If a worker made a major departure from work duties and was injured, that injury will not be compensable by workers’ compensation.
For example, if a delivery driver went out to lunch with friends for a couple of hours between deliveries, this would be considered a frolic, and any injury sustained during the frolic is not compensable under workers’ compensation. However, if the employee has permission from the employer to stop for lunch for a specified amount of time, this may change.
Frolic vs. Detour
Contrast the frolic with what the court deems a “detour,” which is a minor departure from work duties. For example, if that same driver stopped for coffee or to use the restroom while making deliveries, that would be considered a detour, and any injuries sustained during that time would probably be compensable under workers’ compensation.

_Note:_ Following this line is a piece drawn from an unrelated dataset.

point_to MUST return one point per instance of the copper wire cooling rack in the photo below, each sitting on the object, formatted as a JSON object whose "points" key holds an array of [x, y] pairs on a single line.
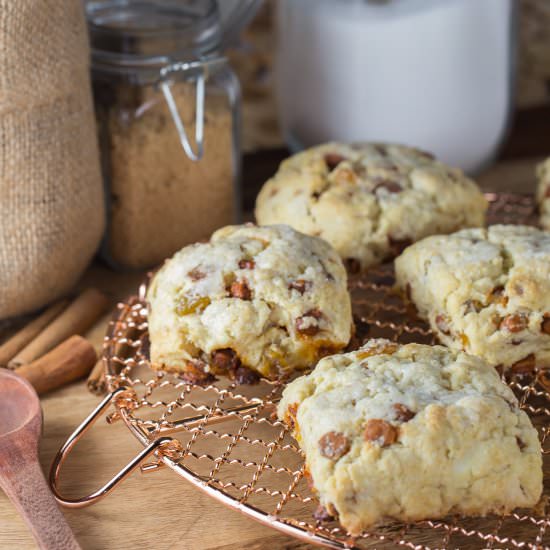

The Worker was Engaged in Impermissible Activity at Work
If the worker was injured during work hours and while doing something the employer does not permit and does not know about, that is probably not compensable under workers’ compensation.
For example, if warehouse workers are tossing a football in the parking lot and someone gets injured, that will not be covered by workers’ compensation. However, if the employer gave permission for this break in work duties, or knew about it and did not stop it, the injury may be compensable.
The Worker was Engaged in Criminal Activity at Work
If a worker was injured while fighting with a coworker, that is not compensable under workers’ compensation unless the facts show that one worker attacked and injured another, who was innocent.
Was Your Injury Suffered By Working Conditions or During Regular Work Duties?
The injury, disease, or condition must be suffered during or caused by work to be compensable under workers’ compensation.
For example, secretaries and administrative assistants who spend many hours typing commonly suffer carpal tunnel syndrome. This is compensable under workers’ compensation.
If this same administrative assistant gets cancer, and there is nothing cancer-causing at the workplace, that will not be compensable.
These days, insurers are likely to fight claims of those workers who assert that they’ve contracted COVID-19 at work because it is nearly impossible to tell where and how someone is exposed to the coronavirus. If contact-tracing and strict quarantine had been initiated earlier, this might not be a problem. However, it is.
To extend workers’ compensation benefits to as many COVID-19 sufferers as possible, several states are considering or have passed legislation requiring insurers to approve COVID-19 workers’ compensation claims. Every state will likely pass this type of legislation soon. If you believe you were exposed to the coronavirus at work and contracted COVID-19, as a result, file a claim.